Member of Parliament of the Commonwealth of The Bahamas.
- Incumbent
- Assumed office May 2, 2002
- Preceded by: Theresa M. Moxey-Ingraham
- Constituency: Golden Gates
- Majority: 66.77%

Minister of Immigration, Labour and Training of the Commonwealth of The Bahamas.
- In office February 22, 2005 – February 18, 2007
- Preceded by: Vincent A. Peet
- Succeeded by: Bradley Roberts Vincent A. Peet

Personal details
- Born: September 7, 1961 (age 64) Nassau, Bahamas
- Party: Progressive Liberal Party
- Spouse: Jacqueline Elaine Williams
- Children: Shamia, Shane Jr., Jaimie and Jazmin
- Website: www.bahamas.gov.bs

= Shane Gibson (politician) =

Bahamian politician

David Shane Gibson (born September 7, 1961) is a Bahamian politician who is a former Member of Parliament and former Cabinet Minister. He is the son of Bahamian entertainer "King" Eric Gibson.

==Early career==
Gibson began work at the Bahamas Telecommunications Company in June 1984. He served as the treasurer of the Bahamas Communications and Public Officers Union from 1991 to 1997, and was the union president from 1997 to 2002.

==Political career==
On May 2, 2002, D. Shane Gibson was elected to the Parliament of The Bahamas in the Golden Gates constituency in New Providence, as a member of the then ruling Progressive Liberal Party. On May 10, 2002, he was appointed by the then Prime Minister Perry Christie to the Cabinet as the Minister of Housing and National Insurance. Gibson was appointed to the post for which he would become most well known internationally, as the Minister of Immigration, Labour and Training when Christie reshuffled the Cabinet on February 22, 2005. On February 18, 2007, he stepped down as a result of the controversy surrounding his involvement with Anna Nicole Smith. On May 2, 2007, he was re-elected to his seat in Parliament, but as an opposition member because his party lost the general election to the Free National Movement. In April 2020, in a lawsuit against Peter Nygård it was alleged that Nygård "gifted" Smith to Gibson.

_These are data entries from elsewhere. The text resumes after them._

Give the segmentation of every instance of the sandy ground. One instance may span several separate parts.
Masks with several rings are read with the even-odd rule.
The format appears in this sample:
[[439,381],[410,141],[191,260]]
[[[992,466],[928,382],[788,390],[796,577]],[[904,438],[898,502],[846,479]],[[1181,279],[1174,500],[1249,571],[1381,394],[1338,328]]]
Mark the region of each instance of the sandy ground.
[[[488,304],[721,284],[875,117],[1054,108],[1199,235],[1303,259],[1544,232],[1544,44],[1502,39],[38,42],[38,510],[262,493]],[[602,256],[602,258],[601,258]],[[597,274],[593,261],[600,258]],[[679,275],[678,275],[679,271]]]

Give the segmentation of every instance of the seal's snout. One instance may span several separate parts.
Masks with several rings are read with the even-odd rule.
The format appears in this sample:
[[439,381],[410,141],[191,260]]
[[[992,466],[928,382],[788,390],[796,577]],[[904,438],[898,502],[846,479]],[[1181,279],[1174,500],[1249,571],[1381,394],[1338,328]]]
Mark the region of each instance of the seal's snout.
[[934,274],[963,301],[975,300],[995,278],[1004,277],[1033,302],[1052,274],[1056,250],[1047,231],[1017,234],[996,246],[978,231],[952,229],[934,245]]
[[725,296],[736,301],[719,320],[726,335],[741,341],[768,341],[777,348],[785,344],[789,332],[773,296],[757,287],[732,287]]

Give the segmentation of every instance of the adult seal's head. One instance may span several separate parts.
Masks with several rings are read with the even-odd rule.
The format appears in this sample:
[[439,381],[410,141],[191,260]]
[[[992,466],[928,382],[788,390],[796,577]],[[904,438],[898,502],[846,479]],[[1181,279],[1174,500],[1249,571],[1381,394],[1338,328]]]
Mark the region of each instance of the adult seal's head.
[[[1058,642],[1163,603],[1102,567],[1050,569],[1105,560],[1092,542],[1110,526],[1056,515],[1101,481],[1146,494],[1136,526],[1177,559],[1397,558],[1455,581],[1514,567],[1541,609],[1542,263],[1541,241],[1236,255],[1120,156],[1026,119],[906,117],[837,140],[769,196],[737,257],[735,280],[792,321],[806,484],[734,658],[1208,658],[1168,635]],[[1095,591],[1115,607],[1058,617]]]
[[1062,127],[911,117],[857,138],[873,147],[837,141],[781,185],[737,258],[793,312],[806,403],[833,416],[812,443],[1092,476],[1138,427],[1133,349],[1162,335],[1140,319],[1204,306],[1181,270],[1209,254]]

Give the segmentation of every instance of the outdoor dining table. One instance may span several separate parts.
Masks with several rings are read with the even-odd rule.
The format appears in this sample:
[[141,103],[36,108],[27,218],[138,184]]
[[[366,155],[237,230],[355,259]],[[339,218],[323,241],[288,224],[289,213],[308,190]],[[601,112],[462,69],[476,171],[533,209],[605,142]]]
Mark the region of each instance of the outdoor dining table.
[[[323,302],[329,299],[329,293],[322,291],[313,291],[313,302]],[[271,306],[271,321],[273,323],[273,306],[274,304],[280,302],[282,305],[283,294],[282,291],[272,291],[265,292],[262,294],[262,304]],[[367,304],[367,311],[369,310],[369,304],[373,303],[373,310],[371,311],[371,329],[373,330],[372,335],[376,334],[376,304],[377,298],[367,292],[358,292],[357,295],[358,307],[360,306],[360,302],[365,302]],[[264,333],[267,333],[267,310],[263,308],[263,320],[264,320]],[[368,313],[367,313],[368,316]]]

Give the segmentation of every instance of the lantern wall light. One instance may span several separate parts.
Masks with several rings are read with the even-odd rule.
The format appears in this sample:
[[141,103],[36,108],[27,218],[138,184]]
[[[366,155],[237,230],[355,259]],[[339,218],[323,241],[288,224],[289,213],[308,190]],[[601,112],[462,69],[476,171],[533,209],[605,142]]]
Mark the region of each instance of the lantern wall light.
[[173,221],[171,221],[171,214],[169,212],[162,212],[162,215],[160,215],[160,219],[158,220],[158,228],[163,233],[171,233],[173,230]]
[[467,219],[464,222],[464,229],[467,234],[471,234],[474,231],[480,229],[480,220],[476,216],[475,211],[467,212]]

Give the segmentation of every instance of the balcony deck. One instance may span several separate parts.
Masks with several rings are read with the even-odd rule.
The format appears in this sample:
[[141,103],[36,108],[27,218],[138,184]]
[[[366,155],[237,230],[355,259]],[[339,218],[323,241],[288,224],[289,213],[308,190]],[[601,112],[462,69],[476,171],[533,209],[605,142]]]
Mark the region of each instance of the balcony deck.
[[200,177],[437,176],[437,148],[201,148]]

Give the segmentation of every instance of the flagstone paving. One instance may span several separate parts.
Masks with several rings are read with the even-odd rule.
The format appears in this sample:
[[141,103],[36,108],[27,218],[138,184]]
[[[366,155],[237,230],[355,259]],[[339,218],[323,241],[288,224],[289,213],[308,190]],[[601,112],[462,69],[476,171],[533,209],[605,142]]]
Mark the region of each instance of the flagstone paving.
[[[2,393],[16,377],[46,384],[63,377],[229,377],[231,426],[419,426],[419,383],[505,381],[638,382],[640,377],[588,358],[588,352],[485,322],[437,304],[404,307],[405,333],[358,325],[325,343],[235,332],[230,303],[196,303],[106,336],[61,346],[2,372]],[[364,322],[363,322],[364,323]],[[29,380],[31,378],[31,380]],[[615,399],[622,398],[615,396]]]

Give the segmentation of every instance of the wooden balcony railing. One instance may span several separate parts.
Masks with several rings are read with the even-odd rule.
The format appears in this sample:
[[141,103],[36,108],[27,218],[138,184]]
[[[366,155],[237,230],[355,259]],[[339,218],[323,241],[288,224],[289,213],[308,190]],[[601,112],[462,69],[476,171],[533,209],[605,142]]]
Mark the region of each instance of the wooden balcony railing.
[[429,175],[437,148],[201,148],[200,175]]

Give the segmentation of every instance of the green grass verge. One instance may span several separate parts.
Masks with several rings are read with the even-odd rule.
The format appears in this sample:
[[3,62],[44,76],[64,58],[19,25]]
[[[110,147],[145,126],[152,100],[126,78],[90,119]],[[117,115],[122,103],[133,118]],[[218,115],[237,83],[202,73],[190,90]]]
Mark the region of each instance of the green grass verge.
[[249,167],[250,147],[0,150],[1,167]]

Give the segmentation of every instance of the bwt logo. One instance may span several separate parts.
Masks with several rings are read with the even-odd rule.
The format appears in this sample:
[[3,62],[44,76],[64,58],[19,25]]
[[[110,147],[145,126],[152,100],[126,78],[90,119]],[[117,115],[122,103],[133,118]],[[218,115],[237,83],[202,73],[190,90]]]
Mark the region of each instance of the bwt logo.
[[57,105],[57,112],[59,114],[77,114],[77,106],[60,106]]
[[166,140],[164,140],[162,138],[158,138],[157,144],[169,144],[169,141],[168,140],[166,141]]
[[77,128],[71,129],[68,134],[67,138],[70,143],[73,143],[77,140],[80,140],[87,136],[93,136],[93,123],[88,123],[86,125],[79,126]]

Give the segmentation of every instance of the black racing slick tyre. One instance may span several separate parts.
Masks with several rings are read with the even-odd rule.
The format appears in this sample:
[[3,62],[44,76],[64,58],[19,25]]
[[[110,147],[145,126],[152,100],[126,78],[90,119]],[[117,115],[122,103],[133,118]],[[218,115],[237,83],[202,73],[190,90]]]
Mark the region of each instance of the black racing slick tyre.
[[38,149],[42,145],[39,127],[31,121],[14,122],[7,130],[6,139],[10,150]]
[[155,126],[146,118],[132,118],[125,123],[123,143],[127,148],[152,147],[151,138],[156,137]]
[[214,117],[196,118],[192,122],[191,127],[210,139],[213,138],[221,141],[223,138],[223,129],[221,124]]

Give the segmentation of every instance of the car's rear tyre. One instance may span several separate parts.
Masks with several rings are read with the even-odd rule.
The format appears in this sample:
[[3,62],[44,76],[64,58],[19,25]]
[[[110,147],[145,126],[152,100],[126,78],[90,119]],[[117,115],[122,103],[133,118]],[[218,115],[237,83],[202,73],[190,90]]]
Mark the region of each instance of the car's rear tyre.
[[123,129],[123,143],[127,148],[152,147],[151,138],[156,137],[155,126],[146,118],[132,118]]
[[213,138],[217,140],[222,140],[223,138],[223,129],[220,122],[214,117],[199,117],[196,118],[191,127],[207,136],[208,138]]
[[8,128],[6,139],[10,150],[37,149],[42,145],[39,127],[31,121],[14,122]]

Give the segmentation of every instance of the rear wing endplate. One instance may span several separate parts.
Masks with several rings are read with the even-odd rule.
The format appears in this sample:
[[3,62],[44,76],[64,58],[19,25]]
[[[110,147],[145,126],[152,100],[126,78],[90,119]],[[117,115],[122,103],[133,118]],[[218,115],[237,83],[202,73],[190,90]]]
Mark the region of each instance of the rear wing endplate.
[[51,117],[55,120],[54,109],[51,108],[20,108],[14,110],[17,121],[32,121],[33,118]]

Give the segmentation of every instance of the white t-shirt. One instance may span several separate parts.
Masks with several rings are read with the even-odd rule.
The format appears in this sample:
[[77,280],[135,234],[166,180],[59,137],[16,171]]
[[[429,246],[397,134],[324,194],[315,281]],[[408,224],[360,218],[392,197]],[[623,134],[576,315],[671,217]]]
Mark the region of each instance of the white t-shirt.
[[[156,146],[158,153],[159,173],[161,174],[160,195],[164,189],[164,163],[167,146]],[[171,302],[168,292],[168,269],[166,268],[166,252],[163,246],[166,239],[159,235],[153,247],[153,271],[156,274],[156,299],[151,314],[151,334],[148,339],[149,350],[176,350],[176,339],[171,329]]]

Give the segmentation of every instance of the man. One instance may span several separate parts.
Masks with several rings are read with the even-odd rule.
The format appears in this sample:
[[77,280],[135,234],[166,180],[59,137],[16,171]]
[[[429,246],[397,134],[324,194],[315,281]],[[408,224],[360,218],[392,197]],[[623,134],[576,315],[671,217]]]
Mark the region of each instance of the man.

He intends to contest the MICAL constituency in the next Bahamian general election.

== Alleged Corruption, Role in Peter Nygård sex trafficking scandal ==
According to the Bahamas Tribune, Gibson was given $94,131.10 between August 2011 and January 2013 by Peter Nygård. In response to this discovery, Gibson claimed the payment was for his 2012 election campaign and community assistance. The 2020 sex trafficking lawsuit against Peter Nygård also alleged that Nygård provided Gibson and members of the PLP, alongside corrupt police officers "children and young women to engage in commercial sex acts with."